Ammettiamolo, ogni anno, durante la festa patronale, quando viene spostato dalla chiesa dell’Auricarro alla chiesa Matrice, tendiamo a concentrare la nostra attenzione sul Crocifisso mentre sono pochi quelli che si accorgono del mazzo di rose in tessuto legato ai suoi piedi. Eppure sono posizionate lì sotto oramai da decenni. Ma da dove vengono e chi le realizza? Lo abbiamo chiesto a Domenico Amendolara che da molti anni porta avanti questa storica tradizione.

Domenico Amendolare e le rose del Crocifisso di Palo

Ciao Domenico, ci puoi dire come e quando è cominciata nella tua famiglia la tradizione di realizzare le rose per il Crocifisso?

Io ho iniziato nel 1996, ma nella mia famiglia la prima è stata una zia di mia nonna che ha donato alla comunità il primo mazzo di rose nel 1957. Poi dal 1969 al 1995 è stata mia nonna a continuare la produzione e a insegnarmi la manualità necessaria per creare queste piccole rose di stoffa. Sono lavori artigianali che si imparavano da piccoli, loro lo hanno imparato dai loro avi e lo facevano come atto di devozione verso il patrono di Palo.

Cosa significa per te portare avanti questa tradizione? Cosa ti spinge a farlo?

Per me è importante perché mi riempie di gioia portare avanti una lavorazione antica. Mi impegno molto e faccio in modo di consegnare un nuovo mazzo di rose ogni volta che serve. Non vengono cambiate ogni anno ma solamente quando, se capita che ci sia stato maltempo durante la processione, risultano essere troppo rovinate per essere presentate alla comunità. La mia non è solo una forma di devozione nei confronti del patrono di Palo ma mi fa sentire vivo nel cuore il ricordo di chi mi ha passato questo insegnamento. E’ una cosa che faccio sempre con molto piacere e vorrei poterlo insegnare a qualcun altro, magari tramandando la tradizione ai miei figli.

Hai recentemente chiesto di avere uno spazio espositivo dove mostrare alcune di queste rose.

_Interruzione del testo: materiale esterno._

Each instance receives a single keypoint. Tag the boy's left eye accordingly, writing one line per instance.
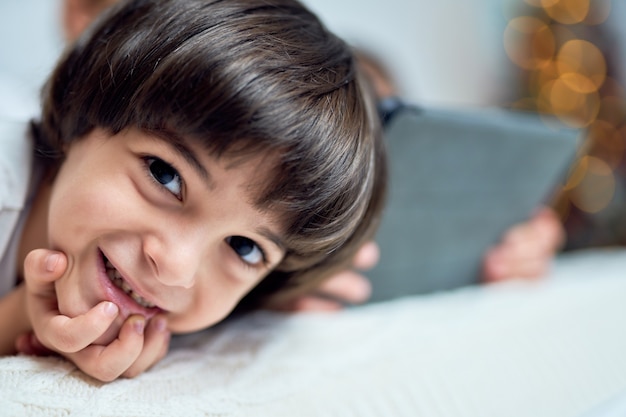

Come sta andando la tua richiesta?

Ho realizzato una teca commemorativa fatta con otto mazzi storici che è pronta per essere esposta. Mi hanno offerto un piccolo spazio all’interno della sagrestia della chiesa dell’Auricarro. Non credo però che questo spazio sia adeguato. I primi mazzi di rose sono molto vecchi e si percepisce quanto il tessuto sia stato segnato dal passaggio, sia spirituale che materiale, del tempo. Credo che questa teca possa arricchire fortemente la storia del Crocifisso. Vorrei che fosse facile, per un turista che arriva a Palo, conoscere la storia di questa tradizione e credo che ci sarebbe bisogno di uno spazio sempre aperto e facilmente visitabile da tutti.

In molti ti conoscono come cantante e performer. Quali consigli vorresti dare per far emergere queste storie che altrimenti rischierebbero di rimanere nascoste?

Bisogna sempre credere in quello che si fa, soprattutto nel lavoro artigianale e artistico bisogna crederci fino in fondo. E’ importante perseverare e affrontare a testa alta le difficoltà. Rispettare gli impegni e non mollare mai neanche di un millimetro; non si sa mai da dove potrebbe arrivare il prossimo successo. Bisogna rimanere attivi e propositivi verso tutte le opportunità senza mai smettere di credere nelle proprie capacità. E’ un periodo difficile per tutti ma dobbiamo guardare avanti, speranzosi di un futuro migliore.